Well, I think I don't have to tell you here that patents are some sort of exclusive right related to inventions. Only inventions are eligible to be patented. Some of them, to be more precise.
But mere inventions, taken by themselves, are quite worthless for the society.
They might be seen as some sort of raw material for breeding innovation which means that changes happen in the real world. Innovation is a change in the thought process for doing something or "new stuff that is made useful", as Wikipedia puts it. Patents seen as a legal instrument to assist in doing the administration of the benefits of inventions can make sense only if a sufficient fraction of those inventions make their way into real innovation.
Producing inventions is one thing, transforming them into innovation is quite another. Not all inventions turn out to be fit for innovation. Time has to tell.
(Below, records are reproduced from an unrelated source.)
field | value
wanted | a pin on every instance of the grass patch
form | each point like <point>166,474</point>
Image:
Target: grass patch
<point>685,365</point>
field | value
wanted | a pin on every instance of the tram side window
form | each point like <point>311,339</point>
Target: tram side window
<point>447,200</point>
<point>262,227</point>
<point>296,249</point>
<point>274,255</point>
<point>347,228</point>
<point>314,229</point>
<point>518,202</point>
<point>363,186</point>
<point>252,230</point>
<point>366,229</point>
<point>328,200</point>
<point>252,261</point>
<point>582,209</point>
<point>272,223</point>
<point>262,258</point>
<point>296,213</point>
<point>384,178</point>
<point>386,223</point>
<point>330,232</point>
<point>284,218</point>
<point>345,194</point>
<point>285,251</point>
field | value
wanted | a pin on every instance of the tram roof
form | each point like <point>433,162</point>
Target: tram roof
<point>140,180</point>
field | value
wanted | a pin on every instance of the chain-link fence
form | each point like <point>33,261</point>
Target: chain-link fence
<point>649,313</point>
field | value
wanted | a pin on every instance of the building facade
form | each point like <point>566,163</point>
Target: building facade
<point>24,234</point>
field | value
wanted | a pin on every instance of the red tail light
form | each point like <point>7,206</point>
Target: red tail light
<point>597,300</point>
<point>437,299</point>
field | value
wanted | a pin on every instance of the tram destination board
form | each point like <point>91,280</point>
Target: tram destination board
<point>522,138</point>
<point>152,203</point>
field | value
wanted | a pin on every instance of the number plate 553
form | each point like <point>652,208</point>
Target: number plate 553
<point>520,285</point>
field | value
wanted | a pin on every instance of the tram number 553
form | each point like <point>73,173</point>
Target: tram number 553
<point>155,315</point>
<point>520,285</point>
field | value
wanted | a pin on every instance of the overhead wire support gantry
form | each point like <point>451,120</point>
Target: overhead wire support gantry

However, experience suggests that in many, if not in most or even all cases, real innovation is a double-edged sword: Wherever and whenever innovation occurs, there will not only be winners but also victims: The representatives of Old School (or Ancien Regime as I would like to name it) who insist on doing it traditionally as it ever was done before the advent of the specific invention in question. In this context, think of Schumpeter's concept of creative destruction as a necessary attribute of a dynamic capitalism which is fit to survive its crisis. As brutal as it sounds, allowing victimisation of endangered members of the class of proponents of Old School by not bailing them out by means of new regulations might well be a necessary prerequisite for sustainably saving our capitalist system of economy.
One of the most important fields of current innovation is linked with the rise of the Internet. During 15 or so years starting about 1995 the Internet has transformed our way of living. Those who have followed the path are wondering how they ever have lived without Google or without e-mail.
But there is also a strong movement of traditionalism and luddism, at least here in Germany. If something goes wrong, the Internet is blamed. When some sort of horrible crime has happened, police and press start meticulously researching Internet usage of alleged criminals, sometimes even of victims. And if anything out of the usual is discovered, the Internet is blamed in a knee-jerk fashion to be the cause or at least one out of multiple causes. And, to take another example, copyright is in a deep crisis not because of the mere existence of the Internet but because of growing proportions of the population are not willing to sacrifice certain benefits of modern digital technology by accepting the first principles forming the foundations on which current copyright law rests.
I'm really sick of listening to full-bodied political speeches and announcements asserting that the EU in general and Germany in particular are or should be innovative. For example, the EU Commissioner for Enterprise and Industry writes on the Official website:
"The European Union possesses extraordinary potential for innovation. Europe has a longstanding tradition of producing breakthrough inventions; it has a wealth of creative people and can build on its cultural diversity. It has laid the foundations for one of the largest single markets in the world, where innovative products and services may be commercialised on a large scale. Historically it has a strong and responsible public sector, which should be capitalised on."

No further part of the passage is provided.